Pemilihan Gubernur DKI Jakarta tahun 2017 lalu merupakan salah satu contoh dampak dari adanya politik identitas. Dalam pemilihan Gubernur tersebut, muncul banyak sekali berita-berita palsu yang bertemakan SARA dan menunjukkan kebencian kepada calon pasangan lain dengan harapan calon pasangan tersebut kehilangan dukungan masyarakat sehingga ia lebih banyak mendapatkan suara masyarakat. Efek dari politisasi identitas yang dilakukan saat pemilihan Gubernur DKI ini dirasakan ketika pemilu Presiden tahun 2019.

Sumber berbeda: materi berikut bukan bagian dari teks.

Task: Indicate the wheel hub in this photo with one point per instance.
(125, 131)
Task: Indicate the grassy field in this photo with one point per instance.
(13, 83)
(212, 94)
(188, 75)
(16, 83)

Hemat saya, adanya politik identitas ini akan mengubah pola pikir masyarakat dimana yang dapat menjadi pemimpin adalah orang yang memiliki identitas yang sama dengan masyarakat tersebut. Apabila hal ini terjadi, maka kaum minoritas akan kehilangan hak yang sama dalam pemerintahan negara, terutama dalam ranah pemilu maupun pemilihan yang lama kelamaan dapat mengganggu proses demokrasi. Kita tahu bahwa sistem demokrasi telah menjadi sistem pemerintahan yang dianut Indonesia mengingat pluralisme masyarakatnya. Saya dapat membayangkan apa yang terjadi ketika proses demokrasi ini sudah tidak berjalan sebagaimana mestinya, tentunya tidak akan ada lagi keadilan sosial, persamaan hak untuk seluruh rakyat Indonesia, bahkan kebebasan untuk orang lain maupun diri sendiri. Tidak hanya itu, politisasi juga akan menciptakan jurang pemisah antar masyarakat yang memiliki perbedaan identitas. Kejadian seperti ini jika terus berlanjut dapat memberikan dampak pada rendahnya persatuan dan kesatuan masyarakat Indonesia dan berujung pada peningkatan potensi polarisasi baik terhadap masyarakat maupun para elit politik.
Dampak negatif ini menjadi semakin berbahaya ketika kondisi masyarakat Indonesia yang masih kental dengan primordialisme dan sektarianisme sehingga memunculkan ajang saling mengunggulkan dominasi kelompoknya atas kelompok lainnya. Kontestasi yang semestinya merupakan saling adu gagasan dan konsep yang konstruktif, namun yang terjadi adalah saling menjatuhkan dengan isu SARA yang berakibat pada terjadinya polarisasi di masyarakat yang berdampak negatif bagi kehidupan sosial. Polarisasi ini dapat memicu pertikaian yang bersifat destruktif bagi perkembangan dan kemajuan suatu bangsa di masa mendatang. Ditambah lagi dengan para elit politik kita yang belum paham betul mengenai politisasi identitas yang mana mereka akan saling menuding bahwa pihak lawan politiknya menggunakan politik identitas dan saling merasa bahwa kelompoknya yang bersih dari politik identitas. Selain itu mereka tidak menyadari bahwa sebagian besar pihak yang melakukan tuduhan terhadap pihak lain sebagai pengguna politik identitas merupakan pelaksana daripada politik identitas itu sendiri.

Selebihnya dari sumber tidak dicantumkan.